Im Juni 2019 fand das Festival im Römerkastell statt. Foto: Eberhard Borner

Im Juni soll auf dem Erwin-Schoettle-Platz erstmals das Lateinamerikanische Wochenende gastieren. Lokale Vereine und Gastronomen bauen ihre Stände auf, es gibt Musik und Tanz. Der kommerzielle Veranstalter kommt aus Frankfurt.

Stuttgart - Food und Folklore sind die Zutaten auch dieses Festivals, das vom 12. bis zum 14. Juni auf dem Schoettle-Platz steigen soll. Neben Gastronomen und Händlern werden hier an den Ständen auch Vereine und Initiativen ihre Stände aufbauen, die sich für lateinamerikanische Themen engagieren. Der Unterschied zu den meisten anderen kleinen Festivals dieser Art ist: Dahinter steckt ein professioneller Anbieter, die O&M Event Gastro GmbH aus Frankfurt. Der Zwei-Mann-Betrieb tourt bereits seit 2017 mit seinem Konzept durch die Republik. Die beiden Unternehmer haben selbst biografische Verbindungen zu der eher politisch-kulturell verklammerten, denn geografisch klar abgezirkelten Region: Hernando Ospina stammt aus Kolumbien und Daniele Marino ist immerhin mit einer Peruanerin verheiratet.

Lateinamerika lieben lernen

Lateinamerikanische Wochenenden fanden bislang bereits in Frankfurt, München, Köln, Düsseldorf, Heidelberg und anderen Städten statt – im vergangenen Jahr in Bad Cannstatt im Römerkastell.

Man wolle den Menschen die lateinamerikanische Lebensart nahe und die Menschen miteinander in Kontakt bringen, sagt Daniele Marino, der das Konzept jüngst im Bezirksbeirat Süd präsentiert hat. Vereine hätten dort die Chance, sich kostenlos zu präsentieren oder Spenden für Projekte zu sammeln, Tanzgruppen könnten auftreten und erhielten sogar eine kleine Gage.

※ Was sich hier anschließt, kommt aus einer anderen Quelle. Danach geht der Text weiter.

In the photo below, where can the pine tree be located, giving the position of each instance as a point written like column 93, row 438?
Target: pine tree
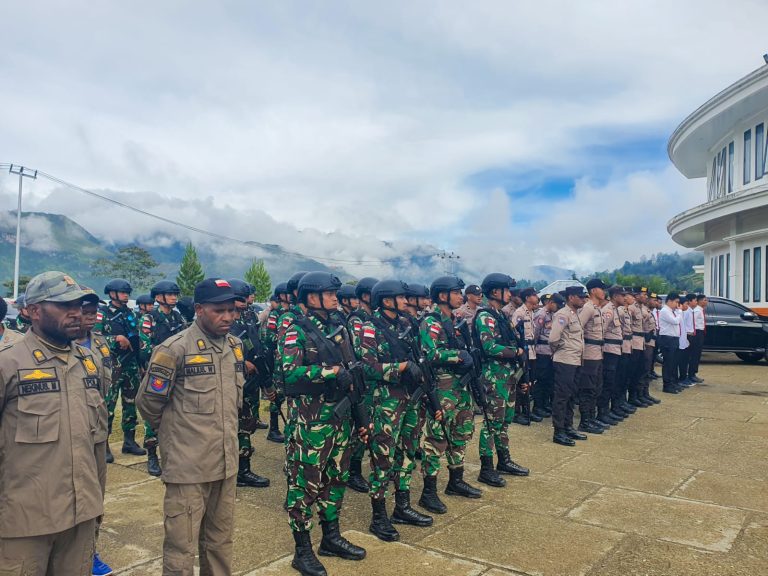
column 258, row 276
column 190, row 271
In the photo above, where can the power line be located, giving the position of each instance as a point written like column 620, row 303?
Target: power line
column 55, row 179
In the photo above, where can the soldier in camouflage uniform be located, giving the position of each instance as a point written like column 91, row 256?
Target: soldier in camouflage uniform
column 355, row 320
column 446, row 348
column 119, row 327
column 247, row 332
column 494, row 336
column 159, row 324
column 393, row 376
column 316, row 381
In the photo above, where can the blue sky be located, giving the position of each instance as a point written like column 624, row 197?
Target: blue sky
column 513, row 133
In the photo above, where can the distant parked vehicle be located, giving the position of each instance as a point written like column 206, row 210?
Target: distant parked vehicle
column 732, row 327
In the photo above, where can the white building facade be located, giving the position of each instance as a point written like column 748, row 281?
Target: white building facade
column 726, row 141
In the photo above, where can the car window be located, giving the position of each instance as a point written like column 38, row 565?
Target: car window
column 728, row 309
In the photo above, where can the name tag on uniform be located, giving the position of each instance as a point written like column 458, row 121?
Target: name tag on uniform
column 199, row 365
column 38, row 381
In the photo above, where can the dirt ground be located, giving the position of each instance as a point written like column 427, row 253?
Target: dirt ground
column 677, row 489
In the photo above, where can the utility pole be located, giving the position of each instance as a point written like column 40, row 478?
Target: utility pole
column 23, row 173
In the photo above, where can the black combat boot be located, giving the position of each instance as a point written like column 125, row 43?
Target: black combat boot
column 356, row 480
column 404, row 514
column 274, row 434
column 247, row 478
column 334, row 544
column 130, row 446
column 304, row 559
column 488, row 475
column 574, row 434
column 153, row 463
column 429, row 499
column 457, row 487
column 506, row 465
column 562, row 438
column 380, row 526
column 590, row 427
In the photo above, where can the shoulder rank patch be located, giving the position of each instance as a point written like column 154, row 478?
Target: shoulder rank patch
column 158, row 385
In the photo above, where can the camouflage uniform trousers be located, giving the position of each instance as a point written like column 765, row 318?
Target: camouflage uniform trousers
column 389, row 406
column 499, row 391
column 126, row 386
column 358, row 447
column 319, row 466
column 410, row 439
column 458, row 417
column 246, row 418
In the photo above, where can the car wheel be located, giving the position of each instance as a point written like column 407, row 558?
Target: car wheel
column 751, row 357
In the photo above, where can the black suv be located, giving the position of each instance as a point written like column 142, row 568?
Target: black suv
column 732, row 327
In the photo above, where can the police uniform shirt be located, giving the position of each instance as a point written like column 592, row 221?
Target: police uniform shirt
column 53, row 414
column 567, row 337
column 191, row 395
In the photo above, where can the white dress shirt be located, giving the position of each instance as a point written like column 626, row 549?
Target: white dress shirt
column 669, row 322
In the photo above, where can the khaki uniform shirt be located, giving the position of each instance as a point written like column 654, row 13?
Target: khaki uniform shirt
column 567, row 337
column 638, row 334
column 526, row 315
column 592, row 322
column 613, row 338
column 52, row 415
column 191, row 395
column 542, row 326
column 626, row 329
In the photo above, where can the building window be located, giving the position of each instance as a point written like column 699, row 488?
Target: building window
column 731, row 155
column 745, row 277
column 720, row 273
column 759, row 151
column 748, row 156
column 757, row 274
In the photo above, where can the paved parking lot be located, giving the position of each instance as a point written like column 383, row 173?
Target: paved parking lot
column 677, row 489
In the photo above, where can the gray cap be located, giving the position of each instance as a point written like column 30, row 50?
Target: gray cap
column 54, row 287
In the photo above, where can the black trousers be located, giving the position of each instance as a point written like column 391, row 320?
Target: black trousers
column 697, row 344
column 590, row 387
column 545, row 381
column 669, row 346
column 566, row 388
column 610, row 372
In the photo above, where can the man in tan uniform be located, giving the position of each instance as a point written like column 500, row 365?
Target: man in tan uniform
column 53, row 418
column 191, row 395
column 567, row 342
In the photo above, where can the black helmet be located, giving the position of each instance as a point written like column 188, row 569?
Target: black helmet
column 118, row 285
column 496, row 280
column 346, row 292
column 164, row 287
column 416, row 290
column 365, row 286
column 240, row 288
column 281, row 288
column 293, row 282
column 444, row 284
column 387, row 289
column 145, row 299
column 315, row 282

„Es gibt in Stuttgart so viele lateinamerikanische Vereine. Viel mehr als in anderen Städten“, schwärmte der 33-jährige Unternehmer. Konkret sind es laut dem Arbeitskreis der lateinamerikanischen Vereine in Baden-Württemberg landesweit 21, und fast alle haben ihren Sitz in Stuttgart.

Ein Festival ohne Überraschung?

Für die Veranstalter war das Wochenende in der Phönixhalle im Römerkastell im vergangenen Jahr mit insgesamt 4000 Besuchern „ein voller Erfolg“. Die geplante Freiluft-Version am Schoettle-Platz dürfte daher vermutlich eine Nummer größer ausfallen – so sie denn stattfindet. Der Bezirksbeirat Süd hat der Veranstaltung zwar zugestimmt, aber das Placet des Ordnungsamtes steht noch aus.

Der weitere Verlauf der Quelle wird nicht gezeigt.